* [PATCH] x86/hvm: accelerate I/O intercept handling
@ 2010-03-31 8:47 Andre Przywara
2010-03-31 9:26 ` Cui, Dexuan
0 siblings, 1 reply; 4+ messages in thread
From: Andre Przywara @ 2010-03-31 8:47 UTC (permalink / raw)
To: Keir Fraser, xen-devel
[-- Attachment #1: Type: text/plain, Size: 1463 bytes --]
Hi,
currently we go through the emulator every time a HVM guest does an I/O
port access (in/out). This is unnecessary most of the times, as both VMX
and SVM provide all the necessary information already in the VMCS/VMCB.
String instructions are not covered by this shortcut, but they are quite
rare and we would need to access the guest memory anyway.
This patch decodes the information from VMCB/VMCS and calls a simple
handle_mmio wrapper. In handle_mmio() itself the emulation part will
simply be skipped, this approach avoids code duplication.
Since the vendor specific part is quite trivial, I implemented both the
VMX and SVM part, please check the VMX part for sanity.
I boot-tested both versions and ran some simple benchmarks.
A micro benchmark (hammering an I/O port in a tight loop) shows a
significant performance improvement (down to 66% of the time needed to
handle the intercept on an AMD K8, measured in the guest with TSC).
Even with reading a 1GB file from an emulated IDE harddisk (Dom0 cached)

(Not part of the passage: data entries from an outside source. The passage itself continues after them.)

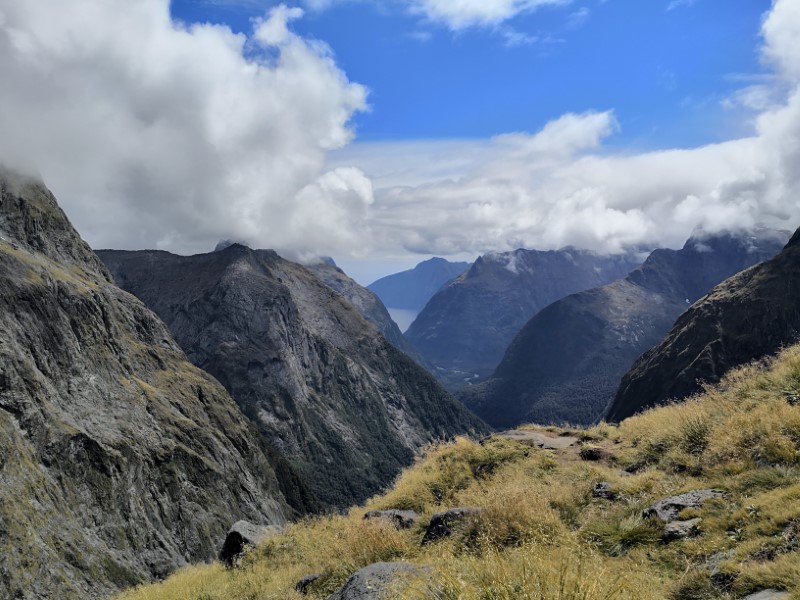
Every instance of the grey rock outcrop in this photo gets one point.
(679, 530)
(380, 581)
(241, 535)
(604, 490)
(667, 510)
(444, 523)
(402, 519)
(119, 460)
(345, 407)
(769, 595)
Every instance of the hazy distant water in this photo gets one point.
(403, 317)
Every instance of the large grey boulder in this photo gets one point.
(443, 523)
(668, 509)
(241, 535)
(401, 519)
(379, 581)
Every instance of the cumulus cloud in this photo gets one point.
(160, 134)
(461, 14)
(563, 186)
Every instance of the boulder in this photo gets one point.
(401, 519)
(442, 523)
(603, 490)
(769, 595)
(539, 440)
(379, 581)
(241, 535)
(301, 587)
(668, 509)
(679, 530)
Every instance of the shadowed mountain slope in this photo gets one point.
(566, 363)
(747, 317)
(467, 326)
(346, 407)
(119, 460)
(366, 302)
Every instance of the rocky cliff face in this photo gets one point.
(467, 326)
(566, 363)
(345, 406)
(747, 317)
(366, 303)
(119, 460)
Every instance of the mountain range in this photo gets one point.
(119, 460)
(344, 406)
(411, 290)
(747, 317)
(467, 325)
(566, 363)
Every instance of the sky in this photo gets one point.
(382, 133)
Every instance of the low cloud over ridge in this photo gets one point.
(158, 134)
(561, 186)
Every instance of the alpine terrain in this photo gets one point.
(119, 460)
(566, 363)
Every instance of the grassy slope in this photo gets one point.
(543, 536)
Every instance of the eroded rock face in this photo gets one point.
(241, 535)
(401, 519)
(379, 581)
(120, 460)
(344, 406)
(746, 317)
(444, 523)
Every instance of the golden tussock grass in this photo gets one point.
(544, 536)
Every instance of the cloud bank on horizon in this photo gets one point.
(168, 135)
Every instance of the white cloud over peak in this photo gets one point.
(564, 186)
(157, 134)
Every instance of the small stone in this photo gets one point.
(441, 525)
(603, 490)
(301, 587)
(241, 535)
(377, 581)
(769, 595)
(680, 530)
(401, 519)
(668, 509)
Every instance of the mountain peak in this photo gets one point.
(31, 219)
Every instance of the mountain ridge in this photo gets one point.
(566, 363)
(340, 402)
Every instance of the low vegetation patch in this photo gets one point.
(542, 533)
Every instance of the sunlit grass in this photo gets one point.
(543, 536)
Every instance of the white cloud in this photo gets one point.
(563, 186)
(155, 134)
(461, 14)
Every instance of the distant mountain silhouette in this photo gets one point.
(566, 363)
(411, 290)
(466, 327)
(747, 317)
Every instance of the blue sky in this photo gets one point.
(663, 67)
(381, 133)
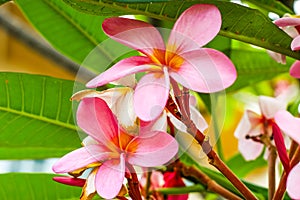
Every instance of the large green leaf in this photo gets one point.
(255, 66)
(3, 1)
(25, 186)
(36, 119)
(239, 22)
(73, 33)
(269, 6)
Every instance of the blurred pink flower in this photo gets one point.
(291, 25)
(182, 59)
(112, 148)
(290, 125)
(254, 124)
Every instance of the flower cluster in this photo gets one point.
(133, 125)
(126, 126)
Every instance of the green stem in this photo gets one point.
(182, 190)
(217, 132)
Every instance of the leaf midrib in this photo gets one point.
(39, 117)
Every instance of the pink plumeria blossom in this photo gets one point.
(254, 124)
(182, 58)
(290, 125)
(114, 150)
(291, 25)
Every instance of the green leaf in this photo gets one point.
(255, 66)
(239, 22)
(20, 186)
(3, 1)
(270, 6)
(36, 117)
(237, 161)
(73, 33)
(260, 192)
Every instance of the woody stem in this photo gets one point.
(213, 158)
(295, 158)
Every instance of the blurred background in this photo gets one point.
(23, 50)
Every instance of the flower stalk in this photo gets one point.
(213, 158)
(282, 184)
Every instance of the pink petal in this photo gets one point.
(293, 182)
(250, 149)
(97, 120)
(243, 127)
(289, 124)
(151, 95)
(287, 21)
(196, 26)
(295, 45)
(196, 117)
(89, 189)
(269, 106)
(281, 149)
(70, 180)
(205, 70)
(109, 178)
(136, 34)
(280, 58)
(155, 150)
(159, 124)
(173, 179)
(295, 69)
(121, 69)
(81, 158)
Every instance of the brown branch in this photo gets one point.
(211, 154)
(282, 184)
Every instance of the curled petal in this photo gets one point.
(281, 149)
(295, 70)
(80, 158)
(243, 127)
(289, 124)
(151, 95)
(97, 120)
(196, 117)
(295, 45)
(89, 189)
(121, 69)
(269, 106)
(136, 34)
(205, 70)
(250, 149)
(70, 181)
(293, 181)
(117, 99)
(159, 124)
(199, 24)
(109, 178)
(155, 150)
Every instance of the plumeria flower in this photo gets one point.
(255, 124)
(117, 99)
(290, 125)
(291, 25)
(112, 149)
(182, 58)
(174, 179)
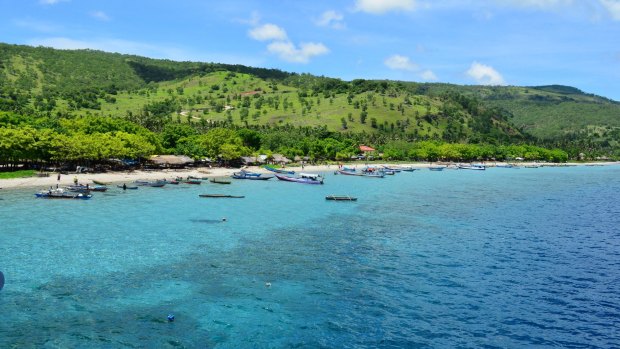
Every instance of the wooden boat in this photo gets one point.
(340, 198)
(277, 170)
(219, 181)
(472, 167)
(362, 174)
(305, 178)
(221, 196)
(393, 169)
(250, 176)
(154, 184)
(86, 188)
(192, 181)
(61, 194)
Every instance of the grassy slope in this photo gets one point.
(544, 112)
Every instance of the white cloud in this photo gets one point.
(378, 7)
(37, 26)
(428, 75)
(543, 4)
(51, 2)
(331, 19)
(287, 51)
(267, 32)
(485, 74)
(100, 15)
(398, 62)
(613, 7)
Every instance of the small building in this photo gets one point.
(171, 161)
(252, 160)
(280, 159)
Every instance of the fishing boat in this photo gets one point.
(127, 187)
(154, 184)
(219, 181)
(80, 188)
(61, 194)
(192, 181)
(362, 174)
(391, 168)
(477, 167)
(250, 176)
(340, 198)
(305, 178)
(278, 170)
(221, 196)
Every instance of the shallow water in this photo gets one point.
(497, 258)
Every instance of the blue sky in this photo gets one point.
(496, 42)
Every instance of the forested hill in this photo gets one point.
(152, 92)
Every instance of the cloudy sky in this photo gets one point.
(495, 42)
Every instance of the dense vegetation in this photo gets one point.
(87, 106)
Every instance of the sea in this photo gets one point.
(502, 258)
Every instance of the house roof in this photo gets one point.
(171, 159)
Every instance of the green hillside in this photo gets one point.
(152, 93)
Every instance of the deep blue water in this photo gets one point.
(503, 258)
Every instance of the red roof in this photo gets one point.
(366, 148)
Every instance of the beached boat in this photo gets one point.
(278, 170)
(221, 196)
(61, 194)
(219, 181)
(477, 167)
(340, 198)
(192, 181)
(250, 176)
(154, 184)
(86, 188)
(305, 178)
(378, 174)
(392, 168)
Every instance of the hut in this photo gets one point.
(280, 159)
(171, 161)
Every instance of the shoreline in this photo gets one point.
(212, 172)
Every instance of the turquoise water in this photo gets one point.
(496, 259)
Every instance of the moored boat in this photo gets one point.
(278, 170)
(340, 198)
(127, 187)
(221, 196)
(250, 176)
(219, 181)
(61, 194)
(155, 184)
(477, 167)
(377, 174)
(305, 178)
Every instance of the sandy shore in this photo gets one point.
(130, 176)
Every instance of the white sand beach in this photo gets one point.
(201, 172)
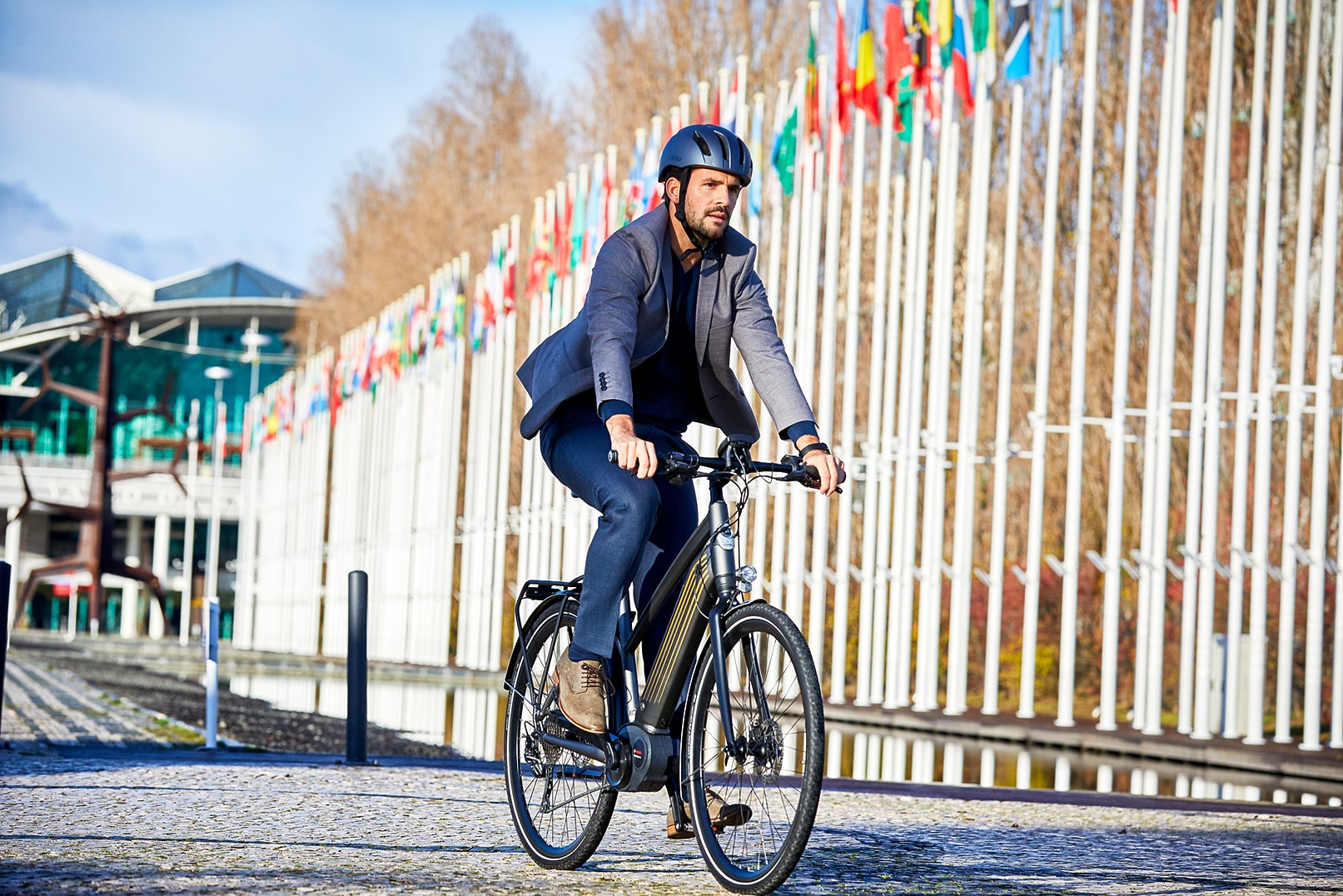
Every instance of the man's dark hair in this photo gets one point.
(683, 177)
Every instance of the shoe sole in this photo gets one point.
(574, 722)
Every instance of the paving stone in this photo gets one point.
(261, 825)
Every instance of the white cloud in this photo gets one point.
(30, 226)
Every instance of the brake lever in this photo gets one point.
(808, 475)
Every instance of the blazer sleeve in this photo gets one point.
(613, 312)
(762, 350)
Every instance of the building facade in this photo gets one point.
(216, 335)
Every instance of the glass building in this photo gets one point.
(203, 335)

I could get a 4-5% improvement.
Some guest code (e.g. the TCP stack in some Windows version) exercises
the PM-Timer I/O port (0x1F48) very often (multiple 10,000 times per
second), these workloads also benefit with up to 5% improvement from
this patch.
Signed-off-by: Andre Przywara <andre.przywara@amd.com>
Regards,
Andre.
--
Andre Przywara
AMD-Operating System Research Center (OSRC), Dresden, Germany
Tel: +49 351 448-3567-12
[-- Attachment #2: ioio_exit.patch --]
[-- Type: text/x-patch, Size: 8905 bytes --]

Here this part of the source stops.